Wednesday, 19 November 2025

The Curse Of Remaking The Epics - Part 2

The problem with our cinema does not end with the endless retelling of epics. It goes much deeper than that. It sits in the way our audience reacts when a filmmaker chooses to speak about caste, religion, oppression or anything, that shows the uncomfortable truths of our society. The same people who are willing to watch the Ramayana and Mahabharata a thousand times suddenly become restless when a film talks about the lives of the marginalised. They say it is overdone. They say it is boring. They say it is unnecessary. They ask why these directors cannot make something else.

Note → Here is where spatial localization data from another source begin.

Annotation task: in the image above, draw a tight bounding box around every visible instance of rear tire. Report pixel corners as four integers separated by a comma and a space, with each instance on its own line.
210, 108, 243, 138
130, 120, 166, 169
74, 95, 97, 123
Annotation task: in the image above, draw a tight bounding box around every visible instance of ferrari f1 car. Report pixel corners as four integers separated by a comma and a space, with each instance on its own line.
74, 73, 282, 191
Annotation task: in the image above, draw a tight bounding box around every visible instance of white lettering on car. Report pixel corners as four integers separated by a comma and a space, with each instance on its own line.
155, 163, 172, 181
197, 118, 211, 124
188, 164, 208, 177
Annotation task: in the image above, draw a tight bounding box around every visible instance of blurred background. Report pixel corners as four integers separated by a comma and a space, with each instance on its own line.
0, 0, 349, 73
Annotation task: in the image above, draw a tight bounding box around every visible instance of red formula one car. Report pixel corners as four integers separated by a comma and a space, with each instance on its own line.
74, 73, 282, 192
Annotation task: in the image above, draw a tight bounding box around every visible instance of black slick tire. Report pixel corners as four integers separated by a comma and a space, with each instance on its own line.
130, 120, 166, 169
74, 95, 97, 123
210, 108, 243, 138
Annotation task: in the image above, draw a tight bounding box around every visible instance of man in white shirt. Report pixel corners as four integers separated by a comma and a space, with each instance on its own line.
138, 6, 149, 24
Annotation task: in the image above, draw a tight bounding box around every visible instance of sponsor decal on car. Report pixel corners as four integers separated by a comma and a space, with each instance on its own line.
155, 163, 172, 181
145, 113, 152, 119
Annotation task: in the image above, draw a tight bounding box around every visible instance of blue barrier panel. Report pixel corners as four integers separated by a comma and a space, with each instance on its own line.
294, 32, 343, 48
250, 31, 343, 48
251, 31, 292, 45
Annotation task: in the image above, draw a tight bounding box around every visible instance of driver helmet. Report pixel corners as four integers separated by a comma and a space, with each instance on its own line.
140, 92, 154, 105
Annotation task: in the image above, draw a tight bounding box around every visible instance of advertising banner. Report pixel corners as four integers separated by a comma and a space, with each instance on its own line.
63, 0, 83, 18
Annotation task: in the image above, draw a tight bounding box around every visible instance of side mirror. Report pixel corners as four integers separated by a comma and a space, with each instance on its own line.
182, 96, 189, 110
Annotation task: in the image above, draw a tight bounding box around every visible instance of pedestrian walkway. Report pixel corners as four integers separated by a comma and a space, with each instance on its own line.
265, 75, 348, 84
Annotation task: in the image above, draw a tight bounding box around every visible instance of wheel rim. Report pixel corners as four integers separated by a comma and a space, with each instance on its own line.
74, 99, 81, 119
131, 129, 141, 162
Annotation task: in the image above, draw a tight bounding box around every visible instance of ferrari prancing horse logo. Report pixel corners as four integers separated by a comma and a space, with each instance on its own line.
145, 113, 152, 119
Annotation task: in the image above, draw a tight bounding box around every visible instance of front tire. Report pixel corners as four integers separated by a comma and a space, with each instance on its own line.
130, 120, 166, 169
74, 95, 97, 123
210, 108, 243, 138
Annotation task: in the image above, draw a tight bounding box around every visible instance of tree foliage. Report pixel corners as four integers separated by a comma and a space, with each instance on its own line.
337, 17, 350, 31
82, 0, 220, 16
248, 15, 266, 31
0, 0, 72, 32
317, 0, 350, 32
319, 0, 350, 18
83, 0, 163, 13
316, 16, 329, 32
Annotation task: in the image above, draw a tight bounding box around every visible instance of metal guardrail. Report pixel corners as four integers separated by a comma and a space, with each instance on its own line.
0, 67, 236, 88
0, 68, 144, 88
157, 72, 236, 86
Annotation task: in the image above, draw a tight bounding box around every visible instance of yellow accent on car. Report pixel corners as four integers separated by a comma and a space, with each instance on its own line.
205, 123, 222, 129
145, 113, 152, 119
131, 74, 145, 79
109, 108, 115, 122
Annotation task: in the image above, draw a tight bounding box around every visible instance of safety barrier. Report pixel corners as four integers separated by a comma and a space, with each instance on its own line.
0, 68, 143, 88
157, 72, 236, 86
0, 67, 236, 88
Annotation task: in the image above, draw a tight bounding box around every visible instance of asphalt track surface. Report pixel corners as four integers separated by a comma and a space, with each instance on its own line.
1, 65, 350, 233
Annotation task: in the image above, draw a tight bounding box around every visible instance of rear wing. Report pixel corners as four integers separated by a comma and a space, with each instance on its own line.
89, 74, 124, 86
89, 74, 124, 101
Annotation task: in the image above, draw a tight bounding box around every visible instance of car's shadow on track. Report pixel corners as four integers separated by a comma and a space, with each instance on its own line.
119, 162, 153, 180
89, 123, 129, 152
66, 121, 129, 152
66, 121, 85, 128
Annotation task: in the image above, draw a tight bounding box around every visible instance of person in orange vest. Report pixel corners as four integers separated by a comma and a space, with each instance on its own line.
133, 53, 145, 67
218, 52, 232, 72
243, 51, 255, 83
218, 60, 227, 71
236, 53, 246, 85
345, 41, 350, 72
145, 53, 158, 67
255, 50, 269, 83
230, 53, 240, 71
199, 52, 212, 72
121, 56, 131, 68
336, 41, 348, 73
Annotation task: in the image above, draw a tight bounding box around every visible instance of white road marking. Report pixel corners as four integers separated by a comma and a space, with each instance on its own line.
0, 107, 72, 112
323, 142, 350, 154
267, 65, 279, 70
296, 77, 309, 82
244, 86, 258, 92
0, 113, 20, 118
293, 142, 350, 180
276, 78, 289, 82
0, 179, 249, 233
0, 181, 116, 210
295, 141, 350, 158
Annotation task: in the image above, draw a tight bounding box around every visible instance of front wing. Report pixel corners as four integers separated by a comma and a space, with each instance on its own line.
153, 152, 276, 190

This contradiction shows the strange mindset that Indian cinema has grown under. People are absolutely fine with a hero fighting a hundred men in a market street. They are fine with item songs that have no meaning. They are fine with intimate scenes that exist only to sell tickets. They are fine with punch dialogues and exaggerated masculinity. They are fine with commercial cinema that repeats the same formula year after year, because it does not question anything inside them. It does not make them uncomfortable. It does not ask them to think.

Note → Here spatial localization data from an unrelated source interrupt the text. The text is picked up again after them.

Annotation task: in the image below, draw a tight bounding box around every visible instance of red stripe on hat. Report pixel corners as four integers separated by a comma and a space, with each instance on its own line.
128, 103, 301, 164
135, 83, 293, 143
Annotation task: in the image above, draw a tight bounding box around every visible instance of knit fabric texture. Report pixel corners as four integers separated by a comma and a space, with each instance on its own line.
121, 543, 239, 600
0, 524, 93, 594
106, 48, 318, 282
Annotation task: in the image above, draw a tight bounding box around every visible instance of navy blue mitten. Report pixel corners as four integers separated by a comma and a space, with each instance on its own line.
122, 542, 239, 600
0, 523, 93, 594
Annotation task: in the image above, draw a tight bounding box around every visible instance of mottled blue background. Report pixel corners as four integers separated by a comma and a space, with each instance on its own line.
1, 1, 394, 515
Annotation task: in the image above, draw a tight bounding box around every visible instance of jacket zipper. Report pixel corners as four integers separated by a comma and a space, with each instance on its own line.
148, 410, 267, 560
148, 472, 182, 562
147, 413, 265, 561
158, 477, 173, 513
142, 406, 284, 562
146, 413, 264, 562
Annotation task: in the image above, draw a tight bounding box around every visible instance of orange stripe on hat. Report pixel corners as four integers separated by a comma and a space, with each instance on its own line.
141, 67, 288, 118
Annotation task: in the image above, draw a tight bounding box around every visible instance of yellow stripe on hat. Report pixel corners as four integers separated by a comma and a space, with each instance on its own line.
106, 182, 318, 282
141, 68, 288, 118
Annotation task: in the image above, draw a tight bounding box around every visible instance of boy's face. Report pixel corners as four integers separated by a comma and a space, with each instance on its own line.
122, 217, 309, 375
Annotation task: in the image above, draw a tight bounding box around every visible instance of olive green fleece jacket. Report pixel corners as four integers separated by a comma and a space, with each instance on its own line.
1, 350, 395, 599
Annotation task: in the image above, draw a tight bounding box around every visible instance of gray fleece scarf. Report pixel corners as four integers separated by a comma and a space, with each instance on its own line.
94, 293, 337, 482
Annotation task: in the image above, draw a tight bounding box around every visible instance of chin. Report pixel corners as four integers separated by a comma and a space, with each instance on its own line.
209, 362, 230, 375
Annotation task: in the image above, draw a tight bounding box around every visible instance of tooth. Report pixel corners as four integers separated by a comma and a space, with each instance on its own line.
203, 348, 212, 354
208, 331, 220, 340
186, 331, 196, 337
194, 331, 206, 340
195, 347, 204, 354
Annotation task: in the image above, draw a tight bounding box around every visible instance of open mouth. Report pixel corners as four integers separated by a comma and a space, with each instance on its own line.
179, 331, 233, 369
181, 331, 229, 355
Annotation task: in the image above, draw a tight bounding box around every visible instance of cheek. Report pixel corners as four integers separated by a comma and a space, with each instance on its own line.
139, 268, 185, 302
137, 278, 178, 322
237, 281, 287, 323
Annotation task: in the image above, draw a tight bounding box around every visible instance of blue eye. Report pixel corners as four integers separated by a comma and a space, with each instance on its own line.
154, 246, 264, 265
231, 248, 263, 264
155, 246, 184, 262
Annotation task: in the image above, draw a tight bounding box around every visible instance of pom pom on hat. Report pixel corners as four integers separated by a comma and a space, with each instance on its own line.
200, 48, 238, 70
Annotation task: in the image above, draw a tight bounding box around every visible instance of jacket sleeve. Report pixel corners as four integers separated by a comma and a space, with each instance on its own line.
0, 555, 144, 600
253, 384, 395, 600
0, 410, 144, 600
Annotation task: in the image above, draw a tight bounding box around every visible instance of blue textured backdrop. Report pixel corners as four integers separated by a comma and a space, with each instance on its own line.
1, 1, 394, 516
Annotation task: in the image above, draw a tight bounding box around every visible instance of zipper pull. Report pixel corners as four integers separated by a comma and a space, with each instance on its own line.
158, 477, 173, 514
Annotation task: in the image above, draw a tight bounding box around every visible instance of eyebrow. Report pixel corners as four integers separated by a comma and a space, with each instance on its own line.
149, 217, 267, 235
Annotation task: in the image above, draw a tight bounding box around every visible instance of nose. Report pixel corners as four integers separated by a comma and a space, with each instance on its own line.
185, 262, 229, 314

But the moment a film talks about caste discrimination or suffering of marginalized or the religious issues on someone’s life, suddenly the audience becomes impatient. They say it is forced. They say it is too political. They say it is propaganda. They say it is unnecessary negativity. The same audience that can tolerate the same mythological story for centuries cannot tolerate a social truth for two and a half hours.


This discomfort comes from years of conditioning. Indian commercial cinema has taught its audience that films exist only for entertainment. Films exist to escape reality not face it. Films exist to glorify the hero. We have grown up watching movies that supported fantasy and suppressed reality. So naturally when a filmmaker finally chooses to speak the truth the audience rejects it. Not because the truth is wrong but because the truth threatens their comfort zone.

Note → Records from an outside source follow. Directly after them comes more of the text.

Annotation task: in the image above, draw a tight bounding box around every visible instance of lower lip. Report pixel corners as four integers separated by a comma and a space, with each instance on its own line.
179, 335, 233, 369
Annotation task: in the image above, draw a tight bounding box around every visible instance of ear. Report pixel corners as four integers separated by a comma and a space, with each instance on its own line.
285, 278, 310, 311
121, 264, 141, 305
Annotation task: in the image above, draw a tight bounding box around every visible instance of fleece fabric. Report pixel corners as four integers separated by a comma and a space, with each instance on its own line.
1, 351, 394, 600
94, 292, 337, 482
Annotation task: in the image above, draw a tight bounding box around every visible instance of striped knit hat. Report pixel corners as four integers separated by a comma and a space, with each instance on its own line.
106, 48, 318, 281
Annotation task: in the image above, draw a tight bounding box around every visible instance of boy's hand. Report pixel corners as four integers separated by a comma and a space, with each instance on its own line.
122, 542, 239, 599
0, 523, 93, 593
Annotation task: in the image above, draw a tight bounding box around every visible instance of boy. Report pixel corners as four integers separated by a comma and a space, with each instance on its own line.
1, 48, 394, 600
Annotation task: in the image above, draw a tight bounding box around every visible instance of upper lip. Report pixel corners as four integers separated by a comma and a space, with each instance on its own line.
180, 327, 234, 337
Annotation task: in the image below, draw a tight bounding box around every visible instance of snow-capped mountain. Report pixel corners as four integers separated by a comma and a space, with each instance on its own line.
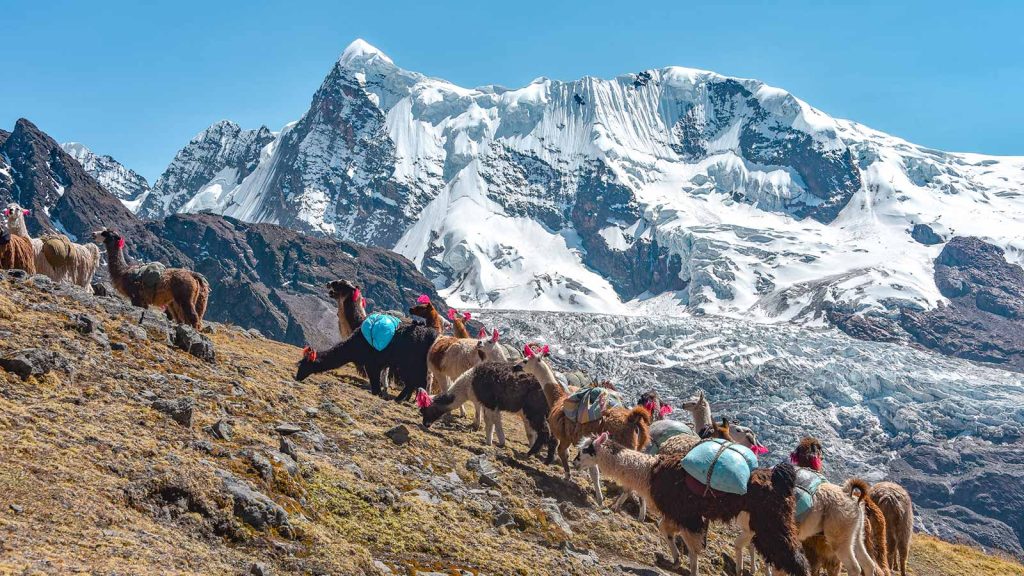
62, 142, 151, 210
137, 120, 275, 220
144, 39, 1024, 325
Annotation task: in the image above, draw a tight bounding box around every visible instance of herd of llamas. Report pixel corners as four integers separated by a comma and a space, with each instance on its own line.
0, 200, 916, 576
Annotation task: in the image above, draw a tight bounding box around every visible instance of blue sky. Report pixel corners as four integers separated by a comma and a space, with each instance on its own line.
2, 0, 1021, 182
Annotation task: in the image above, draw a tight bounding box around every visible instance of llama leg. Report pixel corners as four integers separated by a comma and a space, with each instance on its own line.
483, 409, 495, 446
637, 493, 646, 522
827, 526, 863, 576
588, 464, 603, 506
558, 442, 571, 480
680, 528, 704, 575
734, 512, 754, 575
852, 528, 876, 576
473, 402, 483, 430
493, 410, 506, 448
611, 490, 629, 511
658, 518, 681, 567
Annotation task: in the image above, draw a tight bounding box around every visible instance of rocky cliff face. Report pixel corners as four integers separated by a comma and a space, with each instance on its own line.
0, 119, 442, 348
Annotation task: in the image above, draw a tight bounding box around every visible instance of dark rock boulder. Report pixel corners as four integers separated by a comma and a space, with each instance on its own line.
173, 324, 216, 362
911, 223, 945, 245
216, 470, 292, 535
0, 348, 74, 380
151, 397, 195, 427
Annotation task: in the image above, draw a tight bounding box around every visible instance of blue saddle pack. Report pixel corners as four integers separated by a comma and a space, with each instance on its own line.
562, 387, 625, 424
360, 313, 400, 352
794, 467, 826, 522
681, 438, 759, 495
646, 419, 695, 455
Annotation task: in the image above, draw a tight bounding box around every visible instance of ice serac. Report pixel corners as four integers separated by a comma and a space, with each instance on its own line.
138, 120, 275, 220
62, 142, 152, 211
143, 40, 1024, 329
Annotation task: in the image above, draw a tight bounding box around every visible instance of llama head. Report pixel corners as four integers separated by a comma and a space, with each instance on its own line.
293, 346, 318, 382
574, 433, 609, 470
475, 327, 507, 362
518, 343, 551, 378
790, 436, 823, 470
408, 294, 436, 319
3, 203, 28, 226
418, 388, 455, 428
92, 228, 124, 249
327, 279, 360, 302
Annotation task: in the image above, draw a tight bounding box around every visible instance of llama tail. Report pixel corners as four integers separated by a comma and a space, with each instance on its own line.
845, 478, 870, 502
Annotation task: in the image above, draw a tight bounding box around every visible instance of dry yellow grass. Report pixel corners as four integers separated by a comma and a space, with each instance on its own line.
0, 274, 1020, 575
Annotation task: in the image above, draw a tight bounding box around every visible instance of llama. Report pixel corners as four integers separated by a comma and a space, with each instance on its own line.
681, 389, 768, 454
448, 308, 471, 338
408, 294, 445, 332
5, 203, 100, 288
295, 318, 437, 402
577, 433, 810, 576
518, 344, 651, 516
92, 229, 210, 329
0, 225, 36, 273
869, 482, 913, 576
327, 279, 367, 339
428, 325, 507, 427
416, 361, 553, 460
771, 437, 877, 576
802, 481, 890, 576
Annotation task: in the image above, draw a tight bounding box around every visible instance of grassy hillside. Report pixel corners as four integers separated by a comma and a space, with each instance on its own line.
0, 271, 1021, 575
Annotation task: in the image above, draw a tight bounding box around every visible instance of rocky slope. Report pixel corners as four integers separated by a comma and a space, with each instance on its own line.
1, 119, 443, 347
476, 305, 1024, 558
137, 40, 1024, 327
62, 142, 152, 210
2, 272, 1022, 575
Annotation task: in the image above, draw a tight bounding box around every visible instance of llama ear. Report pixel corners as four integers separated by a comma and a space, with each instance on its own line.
659, 404, 674, 417
478, 327, 487, 339
594, 432, 610, 447
523, 344, 534, 358
416, 294, 431, 305
447, 308, 456, 321
491, 329, 499, 343
415, 388, 433, 408
352, 288, 361, 302
541, 345, 550, 356
117, 237, 125, 249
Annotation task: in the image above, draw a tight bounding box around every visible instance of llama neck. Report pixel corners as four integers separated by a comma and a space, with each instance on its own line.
595, 445, 656, 502
451, 319, 470, 338
8, 214, 30, 238
105, 244, 130, 281
341, 298, 367, 329
532, 361, 565, 406
689, 402, 712, 430
437, 367, 476, 408
425, 310, 442, 332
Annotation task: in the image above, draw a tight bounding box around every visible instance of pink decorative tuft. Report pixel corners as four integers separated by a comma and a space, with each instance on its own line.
2, 209, 8, 216
810, 455, 822, 470
447, 308, 457, 321
415, 388, 433, 409
659, 404, 674, 417
478, 327, 487, 339
360, 296, 366, 308
491, 329, 499, 343
352, 288, 361, 302
463, 311, 471, 321
540, 345, 550, 356
22, 209, 30, 216
523, 344, 534, 358
643, 400, 657, 413
752, 444, 769, 456
416, 294, 431, 305
117, 237, 125, 250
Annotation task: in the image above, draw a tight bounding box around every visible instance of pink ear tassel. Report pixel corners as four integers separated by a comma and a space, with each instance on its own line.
463, 311, 471, 321
478, 327, 487, 339
659, 404, 674, 417
541, 345, 550, 356
752, 444, 769, 456
117, 237, 125, 249
2, 209, 9, 216
416, 294, 431, 305
810, 455, 822, 470
415, 388, 433, 408
644, 400, 657, 413
22, 209, 30, 216
491, 329, 499, 343
352, 288, 361, 302
523, 344, 534, 358
448, 308, 457, 321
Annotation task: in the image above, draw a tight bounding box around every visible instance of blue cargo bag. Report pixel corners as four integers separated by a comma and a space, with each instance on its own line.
681, 438, 759, 495
794, 467, 825, 522
361, 313, 400, 352
562, 387, 625, 424
647, 420, 695, 454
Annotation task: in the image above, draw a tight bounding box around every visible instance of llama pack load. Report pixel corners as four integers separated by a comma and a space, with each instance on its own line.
680, 438, 759, 495
561, 386, 625, 424
793, 467, 826, 522
360, 313, 401, 351
646, 419, 695, 454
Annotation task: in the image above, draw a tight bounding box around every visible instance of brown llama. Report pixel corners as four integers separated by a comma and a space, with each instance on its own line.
92, 229, 210, 329
802, 482, 890, 576
5, 202, 99, 288
0, 226, 36, 273
408, 294, 444, 333
448, 308, 471, 338
869, 481, 913, 576
327, 279, 367, 339
577, 433, 810, 576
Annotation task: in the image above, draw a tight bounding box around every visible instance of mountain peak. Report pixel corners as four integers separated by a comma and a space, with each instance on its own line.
338, 38, 393, 68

Who is responsible for this. Is it the directors who kept feeding the audience the same commercial formula until they forgot what meaningful cinema looks like. Or is it the audience that demanded the same kind of films again and again until the industry surrendered completely. It is impossible to separate the two. One shaped the other. One encouraged the other. One lowered the bar and the other accepted it.


In this cycle there is very little space for films that challenge society. When a director talks about caste he is accused of provoking. When he shows religious manipulation he is accused of disrespect. When he portrays oppression he is accused of exaggeration. People are ready to worship epics but not ready to watch their own reflection. They are ready to celebrate gods but not ready to acknowledge humans.


The tragedy is that cinema could have been the strongest tool for change. It could have been the mirror this country desperately needs. It could have been a place where people confront the truth they ignore every day. But that cannot happen in a culture where epics are considered entertainment and social issues are considered burden. That cannot happen when commercial films define the imagination of a whole generation. That cannot happen when comfort is valued more than awareness.


We keep asking why our films do not evolve. The answer is simple. We do not evolve. The industry is only a reflection of its audience. And as long as we reject realism and worship repetition we will continue to live inside the same cycle.

There is a cost to choosing comfort over truth. And someday that cost will be brutal than any epic we put on a screen.